Это вызвало смятение, испуганные взгляды, народ начал нервно отступать.

— Надо уходить! Объявите эвакуацию! — воззвало несколько голосов.

Что-то страшно ударило снизу, весь зал содрогнулся, а пол посередине взломался и раскололся на куски. Обломки рухнули вниз, открылась дыра с клубящейся облачной ватой, и эта дыра заглотила почти десяток людей. Такие разные и незнакомые, они за долю секунды стали Фоксу одинаково близки. Никто из них не успел отскочить и даже закричать, все канули в облака и исчезли.

В зал ворвался холодный ветер, целители загомонили и бросились врассыпную.

До этого момента вокруг принцессы сохранялся почтительный круг пустоты, но ужас скомкал протокол, и разбегающиеся этноиды едва её не затоптали. В суматохе кто угодно мог ударить Ану вибро-ножом или ткнуть токсикатором. Впрочем, даже без силовой мантии принцесса была не беззащитна. Биологически улучшенная с рождения, она нечеловечески-ловко лавировала в толпе, скользя против течения, шагая вперёд, когда остальные бежали назад. Суматошная волна схлынула, и невредимая принцесса гордо выпрямилась напротив фарейцев, в её взгляде был вызов.

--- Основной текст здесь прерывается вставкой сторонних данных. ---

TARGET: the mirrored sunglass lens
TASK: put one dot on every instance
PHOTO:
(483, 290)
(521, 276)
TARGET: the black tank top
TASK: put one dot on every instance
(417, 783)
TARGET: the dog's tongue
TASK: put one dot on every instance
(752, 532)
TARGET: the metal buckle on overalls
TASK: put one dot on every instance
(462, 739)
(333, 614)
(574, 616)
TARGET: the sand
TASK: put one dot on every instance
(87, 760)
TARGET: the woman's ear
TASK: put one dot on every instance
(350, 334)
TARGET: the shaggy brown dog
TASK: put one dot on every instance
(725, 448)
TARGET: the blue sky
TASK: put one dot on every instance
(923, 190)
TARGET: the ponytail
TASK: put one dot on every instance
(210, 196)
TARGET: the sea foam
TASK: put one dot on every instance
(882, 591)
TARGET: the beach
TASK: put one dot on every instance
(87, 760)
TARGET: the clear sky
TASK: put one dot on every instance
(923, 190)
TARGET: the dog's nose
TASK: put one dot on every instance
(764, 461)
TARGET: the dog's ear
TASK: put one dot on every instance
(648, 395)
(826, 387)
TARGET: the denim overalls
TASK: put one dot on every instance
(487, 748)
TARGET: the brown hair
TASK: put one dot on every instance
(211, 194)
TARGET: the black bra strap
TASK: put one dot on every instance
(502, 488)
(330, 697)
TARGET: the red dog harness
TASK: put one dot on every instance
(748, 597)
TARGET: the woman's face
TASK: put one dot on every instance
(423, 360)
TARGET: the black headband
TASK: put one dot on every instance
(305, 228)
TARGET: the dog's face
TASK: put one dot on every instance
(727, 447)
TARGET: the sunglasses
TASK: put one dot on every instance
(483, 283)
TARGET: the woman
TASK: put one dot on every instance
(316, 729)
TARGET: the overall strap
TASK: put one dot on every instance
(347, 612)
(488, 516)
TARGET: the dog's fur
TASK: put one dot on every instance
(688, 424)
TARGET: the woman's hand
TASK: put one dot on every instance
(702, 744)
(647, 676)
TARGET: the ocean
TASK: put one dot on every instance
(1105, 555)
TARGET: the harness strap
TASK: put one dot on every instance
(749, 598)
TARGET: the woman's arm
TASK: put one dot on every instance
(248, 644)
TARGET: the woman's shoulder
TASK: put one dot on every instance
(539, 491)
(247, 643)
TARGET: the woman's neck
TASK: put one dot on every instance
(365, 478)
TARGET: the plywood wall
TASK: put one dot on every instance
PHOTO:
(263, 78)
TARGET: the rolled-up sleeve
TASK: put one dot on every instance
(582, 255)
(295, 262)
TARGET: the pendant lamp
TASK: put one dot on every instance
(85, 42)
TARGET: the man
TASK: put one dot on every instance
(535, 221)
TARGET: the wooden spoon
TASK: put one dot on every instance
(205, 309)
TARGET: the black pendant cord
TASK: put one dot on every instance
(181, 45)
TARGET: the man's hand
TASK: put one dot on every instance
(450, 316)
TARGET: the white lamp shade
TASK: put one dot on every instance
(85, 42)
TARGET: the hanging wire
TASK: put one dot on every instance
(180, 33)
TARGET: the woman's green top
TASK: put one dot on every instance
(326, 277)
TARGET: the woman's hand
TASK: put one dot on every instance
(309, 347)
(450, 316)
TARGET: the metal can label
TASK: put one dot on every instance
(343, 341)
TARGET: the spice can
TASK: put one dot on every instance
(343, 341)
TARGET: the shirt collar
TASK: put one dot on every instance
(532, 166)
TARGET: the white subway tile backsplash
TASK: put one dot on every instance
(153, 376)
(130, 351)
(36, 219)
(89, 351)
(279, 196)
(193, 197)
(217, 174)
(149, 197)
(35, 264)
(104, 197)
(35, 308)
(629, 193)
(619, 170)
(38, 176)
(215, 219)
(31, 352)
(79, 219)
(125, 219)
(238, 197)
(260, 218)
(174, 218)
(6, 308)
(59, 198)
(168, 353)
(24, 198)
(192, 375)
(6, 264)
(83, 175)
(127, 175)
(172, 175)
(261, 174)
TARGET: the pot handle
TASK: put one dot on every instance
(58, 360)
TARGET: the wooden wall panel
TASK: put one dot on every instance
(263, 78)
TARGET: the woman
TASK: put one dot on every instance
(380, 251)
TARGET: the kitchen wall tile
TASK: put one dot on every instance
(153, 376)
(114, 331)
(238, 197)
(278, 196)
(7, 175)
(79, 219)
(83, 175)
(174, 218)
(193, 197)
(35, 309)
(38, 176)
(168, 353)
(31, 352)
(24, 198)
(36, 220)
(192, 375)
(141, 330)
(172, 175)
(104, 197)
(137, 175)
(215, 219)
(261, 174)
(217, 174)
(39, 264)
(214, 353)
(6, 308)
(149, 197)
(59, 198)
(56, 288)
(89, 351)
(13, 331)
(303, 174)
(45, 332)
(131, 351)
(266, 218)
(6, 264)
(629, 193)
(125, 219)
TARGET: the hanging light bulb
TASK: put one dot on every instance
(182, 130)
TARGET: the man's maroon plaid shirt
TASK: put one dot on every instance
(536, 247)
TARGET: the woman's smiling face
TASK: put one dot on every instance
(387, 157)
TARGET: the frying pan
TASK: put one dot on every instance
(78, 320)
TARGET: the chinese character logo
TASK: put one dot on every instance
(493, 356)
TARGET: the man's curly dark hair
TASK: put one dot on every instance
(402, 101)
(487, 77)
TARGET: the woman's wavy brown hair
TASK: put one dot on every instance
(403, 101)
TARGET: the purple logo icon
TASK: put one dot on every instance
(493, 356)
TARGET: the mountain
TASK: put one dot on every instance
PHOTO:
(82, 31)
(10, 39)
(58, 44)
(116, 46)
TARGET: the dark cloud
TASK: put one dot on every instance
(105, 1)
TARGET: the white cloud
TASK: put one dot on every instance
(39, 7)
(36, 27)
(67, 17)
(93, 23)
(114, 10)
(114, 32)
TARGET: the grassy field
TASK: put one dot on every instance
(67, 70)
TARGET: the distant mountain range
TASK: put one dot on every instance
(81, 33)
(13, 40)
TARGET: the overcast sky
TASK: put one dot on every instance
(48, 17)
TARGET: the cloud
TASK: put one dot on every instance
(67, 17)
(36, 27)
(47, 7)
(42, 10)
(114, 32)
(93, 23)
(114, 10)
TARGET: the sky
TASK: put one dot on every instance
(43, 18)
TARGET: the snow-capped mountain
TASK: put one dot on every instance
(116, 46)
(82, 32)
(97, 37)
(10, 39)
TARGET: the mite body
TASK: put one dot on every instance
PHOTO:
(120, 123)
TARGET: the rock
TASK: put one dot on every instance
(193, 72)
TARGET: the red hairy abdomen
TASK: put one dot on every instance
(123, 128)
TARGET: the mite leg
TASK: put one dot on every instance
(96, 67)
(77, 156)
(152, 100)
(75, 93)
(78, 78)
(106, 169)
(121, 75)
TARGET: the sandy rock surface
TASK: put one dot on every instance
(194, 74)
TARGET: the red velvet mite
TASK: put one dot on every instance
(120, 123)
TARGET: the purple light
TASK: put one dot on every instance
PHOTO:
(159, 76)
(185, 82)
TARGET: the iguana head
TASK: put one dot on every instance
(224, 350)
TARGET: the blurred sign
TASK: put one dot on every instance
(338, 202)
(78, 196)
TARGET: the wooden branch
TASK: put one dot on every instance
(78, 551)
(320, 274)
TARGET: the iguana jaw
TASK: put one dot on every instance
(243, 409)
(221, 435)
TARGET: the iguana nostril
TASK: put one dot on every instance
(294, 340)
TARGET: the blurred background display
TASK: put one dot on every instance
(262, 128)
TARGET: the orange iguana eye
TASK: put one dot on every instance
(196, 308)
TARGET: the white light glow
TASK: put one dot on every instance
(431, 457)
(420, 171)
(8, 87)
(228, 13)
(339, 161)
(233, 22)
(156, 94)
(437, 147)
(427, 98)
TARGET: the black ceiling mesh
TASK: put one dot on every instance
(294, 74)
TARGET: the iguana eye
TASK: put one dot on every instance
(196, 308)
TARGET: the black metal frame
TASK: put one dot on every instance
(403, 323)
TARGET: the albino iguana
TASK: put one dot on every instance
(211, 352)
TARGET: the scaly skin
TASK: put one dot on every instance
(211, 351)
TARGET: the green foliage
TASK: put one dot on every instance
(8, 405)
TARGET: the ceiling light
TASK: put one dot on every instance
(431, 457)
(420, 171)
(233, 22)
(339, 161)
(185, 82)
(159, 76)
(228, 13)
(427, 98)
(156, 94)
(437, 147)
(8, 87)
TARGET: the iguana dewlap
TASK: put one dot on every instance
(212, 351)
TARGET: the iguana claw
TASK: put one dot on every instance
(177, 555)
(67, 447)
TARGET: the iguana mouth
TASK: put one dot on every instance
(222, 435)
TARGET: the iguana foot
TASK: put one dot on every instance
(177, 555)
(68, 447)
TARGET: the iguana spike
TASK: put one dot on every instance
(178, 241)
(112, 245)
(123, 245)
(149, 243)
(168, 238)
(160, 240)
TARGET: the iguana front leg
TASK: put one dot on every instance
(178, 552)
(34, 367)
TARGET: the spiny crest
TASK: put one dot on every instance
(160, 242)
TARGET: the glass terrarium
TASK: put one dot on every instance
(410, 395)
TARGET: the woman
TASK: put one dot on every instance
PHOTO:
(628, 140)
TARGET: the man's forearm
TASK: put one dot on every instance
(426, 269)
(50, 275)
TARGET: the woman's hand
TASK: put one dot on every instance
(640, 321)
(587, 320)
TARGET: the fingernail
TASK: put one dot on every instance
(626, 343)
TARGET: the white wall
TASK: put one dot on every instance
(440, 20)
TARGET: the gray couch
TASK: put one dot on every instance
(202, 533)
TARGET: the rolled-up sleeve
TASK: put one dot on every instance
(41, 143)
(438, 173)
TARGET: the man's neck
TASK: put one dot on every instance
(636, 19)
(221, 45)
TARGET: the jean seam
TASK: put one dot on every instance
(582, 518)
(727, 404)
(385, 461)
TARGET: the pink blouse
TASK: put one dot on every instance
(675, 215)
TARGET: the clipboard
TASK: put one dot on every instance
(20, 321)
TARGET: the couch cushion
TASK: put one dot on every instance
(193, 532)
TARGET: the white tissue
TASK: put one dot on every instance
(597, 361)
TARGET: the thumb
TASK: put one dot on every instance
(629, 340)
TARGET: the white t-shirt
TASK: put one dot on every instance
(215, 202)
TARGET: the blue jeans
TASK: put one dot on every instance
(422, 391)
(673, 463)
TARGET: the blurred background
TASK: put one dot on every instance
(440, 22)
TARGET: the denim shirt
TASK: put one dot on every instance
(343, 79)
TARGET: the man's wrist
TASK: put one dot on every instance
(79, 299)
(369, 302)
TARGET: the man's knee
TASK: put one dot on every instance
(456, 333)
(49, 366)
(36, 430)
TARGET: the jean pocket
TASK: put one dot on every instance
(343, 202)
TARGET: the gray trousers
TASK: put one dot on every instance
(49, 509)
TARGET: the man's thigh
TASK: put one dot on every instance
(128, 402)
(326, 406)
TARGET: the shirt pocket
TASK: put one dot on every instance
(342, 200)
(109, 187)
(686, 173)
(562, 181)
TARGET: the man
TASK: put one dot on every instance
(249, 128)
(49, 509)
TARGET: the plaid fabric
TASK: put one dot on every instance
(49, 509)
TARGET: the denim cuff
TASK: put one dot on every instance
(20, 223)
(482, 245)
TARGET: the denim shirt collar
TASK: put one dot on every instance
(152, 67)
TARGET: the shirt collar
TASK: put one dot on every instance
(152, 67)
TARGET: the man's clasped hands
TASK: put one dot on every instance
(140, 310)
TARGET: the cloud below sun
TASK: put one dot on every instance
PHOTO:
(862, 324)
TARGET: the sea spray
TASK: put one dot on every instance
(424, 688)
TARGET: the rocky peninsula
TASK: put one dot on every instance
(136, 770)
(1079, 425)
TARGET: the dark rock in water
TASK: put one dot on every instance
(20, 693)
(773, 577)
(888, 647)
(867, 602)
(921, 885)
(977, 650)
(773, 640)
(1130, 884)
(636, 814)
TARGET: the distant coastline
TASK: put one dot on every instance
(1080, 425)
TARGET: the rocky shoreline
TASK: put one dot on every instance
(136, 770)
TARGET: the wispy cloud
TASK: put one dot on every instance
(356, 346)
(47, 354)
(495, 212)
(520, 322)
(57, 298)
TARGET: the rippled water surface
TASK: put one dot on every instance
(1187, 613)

Одиссей уже второй раз подавил сильнейший импульс бежать к Ане, схватить её за руку и пытаться спасти. Он остался скрытым в толпе, добежал со всеми до ближайшей стены и развернулся назад. Чтобы увидеть, как в центре дыры из мрачных клубящихся облаков с грохотом поднимается грандиозное и пугающее устройство, полностью противоположное скромной и незаметной технике развитых миров.

Это было настоящее воплощение прошлого: грубое, мрачное, полное жужжащих блоков, дребезжащих шестеренок и цепей. По краям агрегата нависали тяжёлые блоки, похожие на молоты для отбивных, только и ждущие, кого бы раздавить. Торчали заострённые тараны и выступали бугры из зазубренных пил; свисали гроздья шипастых шаров, щетинились ряды серпов и когтей. Адская машина смерти, гротескное устройство судного дня.

— Что это? — поразились сразу несколько голосов.

— Орудие очищения! — женщина-гепардис издала восторженный рык, в её голосе билось истеричное торжество. — Сегодня день госпожи Смерти, сегодня зло будет наказано, а грех искуплён!